[pgpool-hackers: 3211] Deal with recovery failure by an abnormally exiting child process

Tue Jan 8 10:33:23 JST 2019

In bug 431, it was reported that recovery second stage fails if there
was an abnormally exiting child process (typically caused by SIGKILL
or segfault). This is because the global connection counter
(Req_info->conn_counter) is left when the child process abnormaly
exits. In general we have nothing to do for abnormaly exiting process
situation and we recommend to restart whole Pgpool-II in this case.

However I find a tricky solution for a particular situation: if
client_idle_limit_in_recovery is properly set (i.e.
client_idle_limit_in_recovery >= recovery_timeout).

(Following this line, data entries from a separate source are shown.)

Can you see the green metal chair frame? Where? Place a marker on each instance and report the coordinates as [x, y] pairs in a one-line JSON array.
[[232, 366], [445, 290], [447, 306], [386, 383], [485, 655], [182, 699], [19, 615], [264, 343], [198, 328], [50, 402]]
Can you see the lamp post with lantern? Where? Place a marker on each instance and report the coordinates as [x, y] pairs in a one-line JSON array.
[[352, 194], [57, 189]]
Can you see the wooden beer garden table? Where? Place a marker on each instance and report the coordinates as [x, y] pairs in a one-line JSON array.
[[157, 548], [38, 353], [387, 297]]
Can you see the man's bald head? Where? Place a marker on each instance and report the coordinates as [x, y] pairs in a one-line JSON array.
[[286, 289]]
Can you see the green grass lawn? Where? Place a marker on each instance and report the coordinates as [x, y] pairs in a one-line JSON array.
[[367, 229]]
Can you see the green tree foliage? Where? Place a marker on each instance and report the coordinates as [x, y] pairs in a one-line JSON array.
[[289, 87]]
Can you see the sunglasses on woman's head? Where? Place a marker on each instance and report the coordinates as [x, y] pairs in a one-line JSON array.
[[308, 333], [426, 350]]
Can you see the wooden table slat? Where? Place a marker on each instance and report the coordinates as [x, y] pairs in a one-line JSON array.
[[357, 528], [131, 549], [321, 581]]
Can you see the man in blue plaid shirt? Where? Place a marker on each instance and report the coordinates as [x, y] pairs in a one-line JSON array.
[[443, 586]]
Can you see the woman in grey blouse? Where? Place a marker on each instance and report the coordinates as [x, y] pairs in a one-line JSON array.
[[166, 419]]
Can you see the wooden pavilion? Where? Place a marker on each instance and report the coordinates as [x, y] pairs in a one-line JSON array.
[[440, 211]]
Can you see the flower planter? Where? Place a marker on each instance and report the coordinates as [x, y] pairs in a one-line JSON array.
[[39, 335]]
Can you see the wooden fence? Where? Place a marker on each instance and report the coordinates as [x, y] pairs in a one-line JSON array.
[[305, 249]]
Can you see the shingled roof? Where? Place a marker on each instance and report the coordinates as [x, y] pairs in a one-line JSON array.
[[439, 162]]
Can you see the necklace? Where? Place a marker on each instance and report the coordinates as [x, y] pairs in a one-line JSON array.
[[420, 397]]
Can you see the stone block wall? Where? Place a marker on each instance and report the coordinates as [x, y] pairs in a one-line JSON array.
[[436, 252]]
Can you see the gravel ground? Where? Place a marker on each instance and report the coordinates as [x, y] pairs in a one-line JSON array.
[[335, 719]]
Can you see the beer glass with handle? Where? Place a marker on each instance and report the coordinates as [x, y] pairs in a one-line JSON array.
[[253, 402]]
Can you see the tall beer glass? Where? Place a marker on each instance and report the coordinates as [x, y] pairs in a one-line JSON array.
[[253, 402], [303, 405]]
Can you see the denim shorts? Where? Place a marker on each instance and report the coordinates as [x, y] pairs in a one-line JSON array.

The logic is shown in the patch:

	/*
	 * recovery_timeout was expired. Before returning with failure status,
	 * let's check if this is caused by the malformed conn_counter. If a child
	 * process abnormally exits (killed by SIGKILL or SEGFAULT, for example),
	 * then conn_counter is not decremented at process exit, thus it will
	 * never be returning to 0. This could be detected by checking if
	 * client_idle_limit_in_recovery is enabled and less value than
	 * recovery_timeout because all clients must be kicked out by the time
	 * when client_idle_limit_in_recovery is expired. If so, we should reset
	 * conn_counter to 0 also.

Should we emply this? Is it too tricky? Comments are welcome.

Best regards,
--
Tatsuo Ishii
SRA OSS, Inc. Japan
English: http://www.sraoss.co.jp/index_en.php
Japanese:http://www.sraoss.co.jp